Avant de pouvoir être couvert par l’Assurance-maladie, le Mifegymiso doit encore passer l’étape du Programme commun d’évaluation des médicaments de l’Agence canadienne des médicaments et des technologies de la santé. L’Alliance pharmaceutique pancanadienne négociera par la suite le prix du médicament avec le distributeur, Celopharma, au nom des provinces avant que le programme d’assurance-maladie ne commence à en défrayer les coûts.

«Nous sommes probablement encore à quelques mois de pouvoir mettre en oeuvre notre programme», résume le ministre Boudreau.

La pilule abortive peut coûter de 300$ à 450$.

Santé Canada affirme sur son site Web que les risquent de l’avortement médicamenteux «ne sont pas moindres» que ceux de l’avortement chirurgical.

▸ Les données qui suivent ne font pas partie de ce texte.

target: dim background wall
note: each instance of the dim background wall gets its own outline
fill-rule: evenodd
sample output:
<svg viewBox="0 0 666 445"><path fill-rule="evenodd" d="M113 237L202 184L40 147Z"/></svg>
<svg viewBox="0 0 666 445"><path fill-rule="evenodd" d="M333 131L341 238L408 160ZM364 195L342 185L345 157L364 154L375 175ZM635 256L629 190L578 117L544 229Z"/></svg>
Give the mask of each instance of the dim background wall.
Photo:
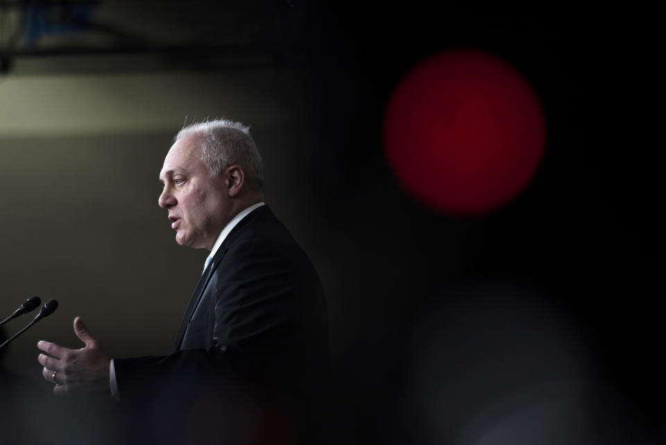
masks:
<svg viewBox="0 0 666 445"><path fill-rule="evenodd" d="M1 309L60 303L7 367L40 378L35 344L77 347L76 315L112 355L169 352L206 253L174 242L157 174L186 119L224 117L251 126L267 201L321 276L339 406L353 407L330 419L341 439L492 442L497 419L563 391L663 430L649 13L214 3L103 2L161 49L19 56L0 77ZM191 42L212 46L179 49ZM521 70L548 131L528 187L472 218L413 201L382 151L395 83L459 47Z"/></svg>

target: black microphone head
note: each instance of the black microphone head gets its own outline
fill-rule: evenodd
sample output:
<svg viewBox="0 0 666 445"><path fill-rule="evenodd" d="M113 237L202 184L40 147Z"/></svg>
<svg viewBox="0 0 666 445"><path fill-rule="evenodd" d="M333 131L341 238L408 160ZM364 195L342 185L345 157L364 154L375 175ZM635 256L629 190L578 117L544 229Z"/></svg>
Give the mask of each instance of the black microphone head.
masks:
<svg viewBox="0 0 666 445"><path fill-rule="evenodd" d="M33 296L32 298L28 299L28 300L21 305L21 313L27 314L29 312L33 311L37 309L37 306L42 304L42 299L38 296Z"/></svg>
<svg viewBox="0 0 666 445"><path fill-rule="evenodd" d="M49 317L58 309L58 301L56 300L49 300L46 301L46 303L42 307L42 310L40 311L40 313L37 316L40 318L44 318L44 317Z"/></svg>

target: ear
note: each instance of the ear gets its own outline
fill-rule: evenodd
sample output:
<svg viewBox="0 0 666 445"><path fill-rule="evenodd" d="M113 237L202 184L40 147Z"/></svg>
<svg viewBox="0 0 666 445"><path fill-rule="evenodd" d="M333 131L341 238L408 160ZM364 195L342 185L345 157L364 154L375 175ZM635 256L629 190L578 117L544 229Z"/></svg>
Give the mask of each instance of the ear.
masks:
<svg viewBox="0 0 666 445"><path fill-rule="evenodd" d="M240 165L231 165L227 169L227 187L229 187L229 196L235 198L240 193L245 183L245 172Z"/></svg>

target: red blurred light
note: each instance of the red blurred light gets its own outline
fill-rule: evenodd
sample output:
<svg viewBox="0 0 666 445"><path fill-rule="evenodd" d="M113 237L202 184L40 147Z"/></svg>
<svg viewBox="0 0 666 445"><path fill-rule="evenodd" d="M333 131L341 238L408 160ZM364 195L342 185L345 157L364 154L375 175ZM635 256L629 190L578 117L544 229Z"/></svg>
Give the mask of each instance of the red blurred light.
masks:
<svg viewBox="0 0 666 445"><path fill-rule="evenodd" d="M497 208L533 176L545 143L538 98L502 60L438 53L398 84L384 115L384 149L418 201L451 213Z"/></svg>

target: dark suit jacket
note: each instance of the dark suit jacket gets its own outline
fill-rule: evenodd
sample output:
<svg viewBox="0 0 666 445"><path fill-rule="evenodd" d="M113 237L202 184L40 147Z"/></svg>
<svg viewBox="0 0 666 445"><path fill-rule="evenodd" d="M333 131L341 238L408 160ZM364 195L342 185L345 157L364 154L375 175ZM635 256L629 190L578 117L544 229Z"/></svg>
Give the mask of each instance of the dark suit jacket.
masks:
<svg viewBox="0 0 666 445"><path fill-rule="evenodd" d="M220 404L236 412L238 403L257 394L265 401L264 394L276 389L283 396L298 393L327 360L318 276L263 205L239 222L204 271L174 352L114 363L122 403L169 422L180 421L174 419L183 410L210 413Z"/></svg>

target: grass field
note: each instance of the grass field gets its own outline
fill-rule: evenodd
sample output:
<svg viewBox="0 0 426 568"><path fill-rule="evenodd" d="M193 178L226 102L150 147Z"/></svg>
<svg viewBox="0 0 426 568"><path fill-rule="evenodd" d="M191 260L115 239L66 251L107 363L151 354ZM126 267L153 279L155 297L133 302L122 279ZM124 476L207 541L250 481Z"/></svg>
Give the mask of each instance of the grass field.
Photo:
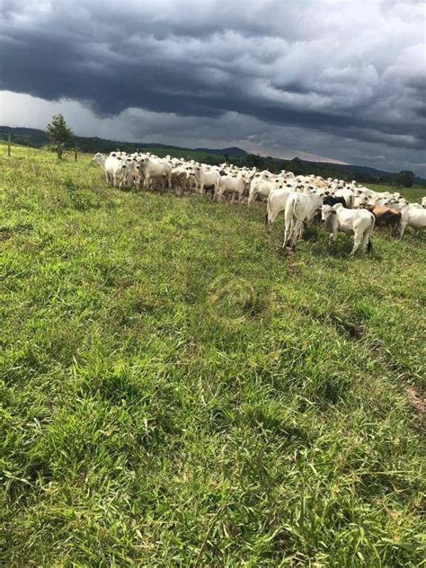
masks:
<svg viewBox="0 0 426 568"><path fill-rule="evenodd" d="M422 565L424 235L284 257L28 148L0 214L4 565Z"/></svg>

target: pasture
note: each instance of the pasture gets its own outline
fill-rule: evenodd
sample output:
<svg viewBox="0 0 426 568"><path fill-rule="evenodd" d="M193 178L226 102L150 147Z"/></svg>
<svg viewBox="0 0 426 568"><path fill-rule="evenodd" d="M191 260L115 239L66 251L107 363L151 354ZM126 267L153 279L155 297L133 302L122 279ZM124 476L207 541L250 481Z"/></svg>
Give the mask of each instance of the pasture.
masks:
<svg viewBox="0 0 426 568"><path fill-rule="evenodd" d="M350 259L315 226L286 257L262 204L13 155L4 565L421 565L424 235Z"/></svg>

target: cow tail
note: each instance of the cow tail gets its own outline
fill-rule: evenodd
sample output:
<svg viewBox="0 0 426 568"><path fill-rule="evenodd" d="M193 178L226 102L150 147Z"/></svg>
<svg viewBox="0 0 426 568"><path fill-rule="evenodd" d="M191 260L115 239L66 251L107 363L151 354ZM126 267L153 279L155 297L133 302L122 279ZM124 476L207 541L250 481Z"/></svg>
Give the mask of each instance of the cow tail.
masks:
<svg viewBox="0 0 426 568"><path fill-rule="evenodd" d="M270 199L266 200L266 215L265 215L265 225L269 226L270 225L270 215L271 215L271 206L270 206Z"/></svg>
<svg viewBox="0 0 426 568"><path fill-rule="evenodd" d="M368 229L368 244L367 245L367 252L368 253L373 252L373 241L371 239L371 235L373 235L373 231L374 231L374 226L376 225L376 217L374 217L374 215L372 216L372 219L371 219L371 226Z"/></svg>

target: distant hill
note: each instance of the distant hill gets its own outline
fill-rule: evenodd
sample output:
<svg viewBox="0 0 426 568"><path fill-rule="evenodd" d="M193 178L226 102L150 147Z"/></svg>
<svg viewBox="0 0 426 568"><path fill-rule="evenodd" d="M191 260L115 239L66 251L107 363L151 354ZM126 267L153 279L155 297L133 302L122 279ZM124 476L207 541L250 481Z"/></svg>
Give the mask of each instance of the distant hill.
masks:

L’agence fédérale avance que «jusqu’à une utilisatrice du médicament sur 20 devra subir une intervention chirurgicale de suivi parce que la grossesse s’est poursuivie» malgré la prise du Mifegymiso.

L’avortement chirurgical est offert gratuitement dans trois hôpitaux au Nouveau-Brunswick, c’est-à-dire à Moncton et à Bathurst. La clinique privée 554 de Fredericton fait aussi des avortements chirurgicaux, mais ceux-ci ne sont pas couverts par l’Assurance-maladie.

Le Regroupement féministe demande toujours l’élargissement de l’offre d’avortement chirurgical sur le territoire néo-brunswickois malgré l’arrivée de la pilule abortive.

En rencontre éditoriale avec l’Acadie Nouvelle en janvier, le premier ministre Brian Gallant avait indiqué au journal que son gouvernement étudiait la possibilité de faire des avortements dans plus d’hôpitaux, sans toutefois prendre d’engagement concret.

L’opposition officielle, le Parti progressiste-conservateur, n’a pas répondu à notre demande d’entrevue au sujet de l’annonce du gouvernement.